Ces séminaires doivent permettre également d’apprendre la conciliation, d’acquérir une bonne imprégnation de cette posture nouvelle dans le monde hospitalier, nouvelle car elle n’apparaît pas dans le cursus des études médicales. Donc il faut apprendre, et détecter le plus tôt possible les situations de conflit et enfin trouver et impliquer des pairs aidants.

l faut faire le distingo entre médiation et conciliation.

Le médiateur a des principes et des obligations dans sa fonction : indépendance, neutralité, confidentialité, impartialité. Nous allons construire une charte de médiation à l’intention des hôpitaux et énonçant ces principes et obligations.
Les niveaux locaux internes à l’hôpital (CVH) ou régionaux (CPR) ne peuvent garantir que ces principes soient respectés (comment garantir la neutralité, l’indépendance, l’impartialité quand qu’il s’agit de pairs avec lesquels on travaille éventuellement tous les jours ?). En interne et avec des pairs, seule la conciliation est possible, mais pas la médiation. Néanmoins, la conciliation peut poser les bases de la médiation.
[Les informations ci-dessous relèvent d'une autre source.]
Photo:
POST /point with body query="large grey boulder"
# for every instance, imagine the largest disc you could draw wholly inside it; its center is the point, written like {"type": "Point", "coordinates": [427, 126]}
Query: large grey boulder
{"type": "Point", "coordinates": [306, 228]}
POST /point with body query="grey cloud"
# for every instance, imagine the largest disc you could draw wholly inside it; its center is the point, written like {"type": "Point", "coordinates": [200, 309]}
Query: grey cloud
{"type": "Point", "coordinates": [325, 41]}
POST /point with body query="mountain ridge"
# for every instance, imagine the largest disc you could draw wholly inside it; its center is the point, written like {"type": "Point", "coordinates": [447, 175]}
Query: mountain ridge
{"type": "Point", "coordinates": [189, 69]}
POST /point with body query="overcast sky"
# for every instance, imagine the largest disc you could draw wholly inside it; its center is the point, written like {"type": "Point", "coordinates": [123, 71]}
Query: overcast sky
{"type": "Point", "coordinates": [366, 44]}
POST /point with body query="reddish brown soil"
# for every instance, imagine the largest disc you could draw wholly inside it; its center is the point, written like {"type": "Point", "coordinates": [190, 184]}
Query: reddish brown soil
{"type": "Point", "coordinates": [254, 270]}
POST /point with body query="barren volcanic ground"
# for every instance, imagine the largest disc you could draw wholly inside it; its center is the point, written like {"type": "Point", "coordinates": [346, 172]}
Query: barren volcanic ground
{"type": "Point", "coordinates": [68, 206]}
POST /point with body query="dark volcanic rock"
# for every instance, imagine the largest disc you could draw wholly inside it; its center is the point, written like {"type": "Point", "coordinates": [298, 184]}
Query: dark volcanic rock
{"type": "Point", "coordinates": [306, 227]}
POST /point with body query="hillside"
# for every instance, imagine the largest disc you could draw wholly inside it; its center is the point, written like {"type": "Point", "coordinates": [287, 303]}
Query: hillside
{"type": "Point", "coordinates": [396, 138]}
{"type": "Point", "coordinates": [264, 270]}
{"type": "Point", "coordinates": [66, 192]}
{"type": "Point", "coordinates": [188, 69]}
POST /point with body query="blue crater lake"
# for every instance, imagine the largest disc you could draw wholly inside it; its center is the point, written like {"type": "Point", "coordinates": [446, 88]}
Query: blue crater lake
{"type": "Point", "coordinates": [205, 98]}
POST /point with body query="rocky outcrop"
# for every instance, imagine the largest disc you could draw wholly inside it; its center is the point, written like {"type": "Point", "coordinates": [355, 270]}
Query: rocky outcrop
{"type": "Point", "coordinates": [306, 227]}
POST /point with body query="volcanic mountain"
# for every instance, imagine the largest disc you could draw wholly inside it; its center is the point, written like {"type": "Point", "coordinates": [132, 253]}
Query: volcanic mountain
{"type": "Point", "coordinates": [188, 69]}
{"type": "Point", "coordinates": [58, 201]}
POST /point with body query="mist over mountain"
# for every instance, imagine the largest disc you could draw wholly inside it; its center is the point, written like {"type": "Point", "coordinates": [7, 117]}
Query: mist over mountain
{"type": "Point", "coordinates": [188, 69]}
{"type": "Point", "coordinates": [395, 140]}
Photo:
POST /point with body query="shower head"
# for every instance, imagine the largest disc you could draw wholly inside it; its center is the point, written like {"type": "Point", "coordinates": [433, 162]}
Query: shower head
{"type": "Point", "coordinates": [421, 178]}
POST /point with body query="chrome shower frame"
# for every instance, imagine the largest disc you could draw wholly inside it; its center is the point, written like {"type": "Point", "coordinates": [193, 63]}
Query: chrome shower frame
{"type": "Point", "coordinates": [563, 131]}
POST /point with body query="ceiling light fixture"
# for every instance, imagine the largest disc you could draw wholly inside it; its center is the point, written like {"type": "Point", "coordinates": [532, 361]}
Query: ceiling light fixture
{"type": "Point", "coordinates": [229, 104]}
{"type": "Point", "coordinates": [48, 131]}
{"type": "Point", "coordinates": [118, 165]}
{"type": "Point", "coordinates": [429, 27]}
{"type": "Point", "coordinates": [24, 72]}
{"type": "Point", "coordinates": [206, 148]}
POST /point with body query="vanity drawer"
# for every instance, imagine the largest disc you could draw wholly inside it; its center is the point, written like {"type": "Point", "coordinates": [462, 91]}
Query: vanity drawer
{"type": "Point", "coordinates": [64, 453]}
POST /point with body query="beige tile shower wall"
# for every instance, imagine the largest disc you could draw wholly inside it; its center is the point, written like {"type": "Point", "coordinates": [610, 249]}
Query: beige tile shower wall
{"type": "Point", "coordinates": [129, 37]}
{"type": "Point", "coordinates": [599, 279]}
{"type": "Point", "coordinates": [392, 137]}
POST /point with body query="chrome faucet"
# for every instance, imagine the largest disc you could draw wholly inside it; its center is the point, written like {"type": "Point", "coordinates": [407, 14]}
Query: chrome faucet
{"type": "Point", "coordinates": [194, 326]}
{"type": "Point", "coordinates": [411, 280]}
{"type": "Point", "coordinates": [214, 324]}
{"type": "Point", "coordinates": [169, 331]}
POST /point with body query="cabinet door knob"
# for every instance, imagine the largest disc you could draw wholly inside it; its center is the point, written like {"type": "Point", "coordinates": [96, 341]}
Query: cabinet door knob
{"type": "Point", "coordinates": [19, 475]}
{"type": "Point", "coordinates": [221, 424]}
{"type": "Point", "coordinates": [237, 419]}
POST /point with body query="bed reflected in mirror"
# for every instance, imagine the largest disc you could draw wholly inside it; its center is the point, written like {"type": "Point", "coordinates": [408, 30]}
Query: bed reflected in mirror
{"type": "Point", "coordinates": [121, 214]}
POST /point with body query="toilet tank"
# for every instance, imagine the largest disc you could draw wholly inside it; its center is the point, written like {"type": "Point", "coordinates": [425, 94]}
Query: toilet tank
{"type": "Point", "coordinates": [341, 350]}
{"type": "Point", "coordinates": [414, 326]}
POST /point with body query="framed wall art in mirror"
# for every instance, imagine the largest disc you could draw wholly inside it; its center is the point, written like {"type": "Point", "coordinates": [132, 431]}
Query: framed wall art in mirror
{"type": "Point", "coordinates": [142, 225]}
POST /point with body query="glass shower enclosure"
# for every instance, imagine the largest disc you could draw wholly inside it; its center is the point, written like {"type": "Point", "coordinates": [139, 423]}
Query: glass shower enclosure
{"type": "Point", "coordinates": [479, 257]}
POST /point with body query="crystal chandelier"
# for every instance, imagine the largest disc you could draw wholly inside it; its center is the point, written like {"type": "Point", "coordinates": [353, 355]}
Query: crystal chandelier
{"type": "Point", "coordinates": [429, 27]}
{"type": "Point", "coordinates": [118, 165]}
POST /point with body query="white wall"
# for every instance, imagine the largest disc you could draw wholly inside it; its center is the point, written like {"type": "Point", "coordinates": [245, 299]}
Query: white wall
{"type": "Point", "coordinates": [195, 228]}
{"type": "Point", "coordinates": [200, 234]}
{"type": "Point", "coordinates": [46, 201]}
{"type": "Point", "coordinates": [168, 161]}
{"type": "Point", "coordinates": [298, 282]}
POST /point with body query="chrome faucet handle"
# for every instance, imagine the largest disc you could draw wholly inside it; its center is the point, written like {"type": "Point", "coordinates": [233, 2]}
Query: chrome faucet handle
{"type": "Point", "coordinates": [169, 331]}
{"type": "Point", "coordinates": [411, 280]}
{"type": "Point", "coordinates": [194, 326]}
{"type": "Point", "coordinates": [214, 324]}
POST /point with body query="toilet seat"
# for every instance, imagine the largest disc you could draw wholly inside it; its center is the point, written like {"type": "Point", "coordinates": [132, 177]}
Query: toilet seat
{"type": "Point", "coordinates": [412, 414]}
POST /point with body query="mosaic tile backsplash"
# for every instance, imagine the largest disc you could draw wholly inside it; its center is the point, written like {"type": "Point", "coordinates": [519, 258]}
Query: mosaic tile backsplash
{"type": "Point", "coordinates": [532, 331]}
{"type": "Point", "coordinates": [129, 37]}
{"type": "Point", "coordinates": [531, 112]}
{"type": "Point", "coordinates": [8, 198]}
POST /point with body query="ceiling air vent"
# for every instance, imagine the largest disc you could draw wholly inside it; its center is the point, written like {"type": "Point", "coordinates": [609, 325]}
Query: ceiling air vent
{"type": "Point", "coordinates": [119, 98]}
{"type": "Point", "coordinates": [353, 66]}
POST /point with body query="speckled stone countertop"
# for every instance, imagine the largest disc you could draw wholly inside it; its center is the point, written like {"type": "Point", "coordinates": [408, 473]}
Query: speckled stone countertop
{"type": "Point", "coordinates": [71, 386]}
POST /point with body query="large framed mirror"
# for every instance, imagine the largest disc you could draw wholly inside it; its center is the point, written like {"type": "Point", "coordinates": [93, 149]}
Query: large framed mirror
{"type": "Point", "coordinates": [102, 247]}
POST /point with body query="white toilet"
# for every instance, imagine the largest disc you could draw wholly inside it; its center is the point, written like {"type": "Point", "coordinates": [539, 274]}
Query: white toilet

Le médiateur régional, pour respecter ces principes notamment d’indépendance et de neutralité, ne doit pas avoir de lien hiérarchique ni avec l’ ARS ni avec l’hôpital... De fait, il sera nommé par le ministre de la Santé sur proposition du médiateur national. Et pour garantir l’impartialité (et donc écouter tout le monde), et la confidentialité (secret professionnel), les médiateurs régionaux auront une formation certifiante. Le programme et les objectifs pédagogiques sont finalisés. Le ministère mettra en place cette formation et les personnes pressenties pour être médiateurs régionaux seront formés et titulaires, dans un premier temps, d’un certificat de médiateur puis d’un DU.

Le réseau de médiateurs régionaux sera animé par le médiateur national.
Chaque année le médiateur national fera un rapport au ministre ; nous espérons le premier rapport de ce type pour fin 2019 début 2020. Ce rapport :
1) Fera le bilan de nos interventions en tentant de faire une typologie des secteurs ou des catégories qui ont été traitées ;
2) Fera des propositions à partir des cas d’espèce traités dans l’optique d’identifier ce qu’il faut faire évoluer et dans quel secteur ;
3) Mettra à disposition, à partir du bilan du réseau de médiateurs, une expérience partagée qui permettra de proposer des conseils aux établissements et notamment aux DRH pour améliorer le diagnostic précoce des situations conflictuelles, leur traitement et surtout leur prévention.

Les conflits et les RPS : selon vous, et à la lumière de votre expérience, pourquoi en parle-t-on d’avantage ?
S’agit-il d’un changement de la perception des situations et par cela même du seuil de tolérance ? D’un changement des conditions de travail ? D’un changement de management par changement du contexte (et notamment de la place de l’enjeu financier) ? Vous indiquez, dans un de vos entretiens, que les effectifs ont augmenté moins rapidement que l’activité (3,4 % versus 15 %).

Il s’agit d’un peu tout cela en fait. Un changement est effectivement en cours à l’hôpital car auparavant, c’était l’omerta totale : on se taisait parce qu’on était attaché à son travail, ou qu’on voulait faire carrière. Aujourd’hui les jeunes en général et les jeunes femmes en particulier n’acceptent plus le silence et la parole se libère. Je ne sais pas s’il y a plus de souffrance actuellement mais 1) on en parle et 2) on n’accepte plus.

INPH : Et 3) nous avons perdu la considération liée à notre fonction de médecin et cela diminue la tolérance à certaines situations qui auparavant étaient acceptées ?
Les conditions de travail ont changé. D’une part, les attentes des patients sont nouvelles et cela perturbe l’exercice médical. D’autre part, les attentes des soignants ont également changé : leur niveau de formation est élevé, tout comme leur niveau de qualification. En conséquence, leurs attentes vis-à-vis du management sont différentes ; ils peuvent être plus ou moins satisfaits ou déçus par le mode de management des services, des pôles ou de l’établissement.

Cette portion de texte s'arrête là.